Alvin y Theodore observaron a Tony Blanchard, ya que era él el que les pagaba, no Don Lazzari. Totalmente pálido, sabiendo que estaba sentenciando a muerte a la chica, asintió y entró en las filas de los condenados.

—¿En qué dirección se encuentra la autopista? —preguntó Don Lazzari cuando se encontraban en la entrada del edificio. La oscuridad era absoluta, y aún quedaban unas horas antes del amanecer. La única luz provenía de la luna.

—Está a un kilómetro y medio, hacia el este —respondió Tony señalando el camino de tierra que pasaba cerca del Instituto—. Eso si se sigue el camino. Atravesando el bosque está aún más cerca.

—Un kilómetro y medio —le dijo Don Lazzari a la joven—. Una carrera de seis o siete minutos para una chica de tu edad. ¿Estás lista? Te daré cinco minutos de ventaja. Ni un segundo más, ni un segundo menos. —El vampiro observó a Blanchard—. Tienes reloj. En cuanto comience a correr pon en marcha tu cronómetro. Tendrá el tiempo prometido. Mi palabra es sagrada.

—Por favor —suplicó la chica, primero a Blanchard, luego a Alvin y por último a Theodore—. No dejen que me mate. Ustedes pueden detener esta cosa horrible. Por favor... —Ninguno de ellos dijo palabra alguna. Gimiendo, la chica se volvió hacia la carretera—. Oh, Dios mío, sálvame, por favor.

Don Lazzari lanzó una risotada, un ruido cruel en el que no había la menor sombra de piedad.

—Tu dios no puede ayudarte ahora, y yo no tengo tiempo que perder. Corre, niña, corre.

La chica obedeció. Salió disparada como una flecha y corrió por la carretera de tierra que llevaba hasta la autopista. Era rápida, mucho más de lo que Blanchard hubiera imaginado. Observó nervioso su reloj. Había pasado menos de un minuto y la muchacha ya no estaba a la vista.

—Se mueve bien —dijo Don Lazzari con los ojos brillando por la emoción—. Eso me agrada. La pobre idiota cree que puede escapar. Las que cazo en Europa se resignan hasta tal punto a su destino que ni siquiera simulan intentarlo. Les falta mordente. Su falta de entusiasmo le quita toda la gracia a la persecución.

—Dos minutos —dijo Tony—. La chica es condenadamente rápida, Don Lazzari. Podría llegar hasta la autopista en cinco minutos. Como dije antes, si llega hasta la policía puede poner en peligro todo esto.
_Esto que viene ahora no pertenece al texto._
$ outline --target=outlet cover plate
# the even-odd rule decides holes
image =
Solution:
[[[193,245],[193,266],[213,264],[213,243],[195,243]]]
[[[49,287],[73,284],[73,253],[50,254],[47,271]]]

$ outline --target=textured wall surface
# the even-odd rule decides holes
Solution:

El vampiro hizo un gesto con la mano.

—Le di mi palabra a la niña, Tony, y me niego a romperla en ninguna circunstancia. Tiene su oportunidad. Eso es lo que hace emocionante la caza. ¿Conseguirá escapar de mis garras? ¿Sobrevivirá a esta noche? No es probable, a pesar de su velocidad. Como muchos otros miembros de mi raza, soy muy, muy rápido.

—Cuatro minutos —dijo Blanchard—. ¿Quiere que le sostenga el abrigo, o algo? La niña tiene que estar llegando a la autopista. Puede que sea necesario un esfuerzo mayor de lo esperado.
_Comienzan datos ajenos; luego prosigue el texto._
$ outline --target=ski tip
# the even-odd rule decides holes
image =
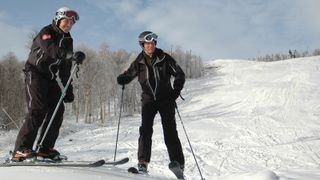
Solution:
[[[128,172],[133,173],[133,174],[139,174],[139,171],[135,167],[129,167]]]
[[[128,157],[123,158],[122,162],[129,162],[129,158]]]
[[[98,167],[98,166],[104,165],[105,163],[106,163],[106,161],[102,159],[102,160],[99,160],[99,161],[96,161],[96,162],[92,163],[91,166],[92,167]]]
Lazzari sacudió la cabeza. Giró suavemente sobre sus talones hasta encararse en la dirección hacia la que había partido su presa.

—Nadie se me escapa, Tony —declaró sombrío—. Nadie se me resiste.

El hampón tragó saliva, comprendiendo que no sólo estaba hablando de la chica en los bosques. La amenaza implícita era evidente: cruzarse en el camino del Capo no era la mejor de las ideas.

—Cinco... —comenzó Blanchard, para detenerse cuando el líder mafioso se desvaneció literalmente, moviéndose más rápido de lo que el ojo podía captar— ...minutos.

Menos de diez segundos después, el horrible grito de una chica rasgó el silencio de la noche. El aullido fue breve, pero permaneció en la cabeza de Tony el resto de la noche, igual que la terrible verdad de lo que había hecho. Don Lazzari era un monstruo malvado y depravado, una criatura de pasiones inhumanas. Colaborando con él, Tony no era mejor.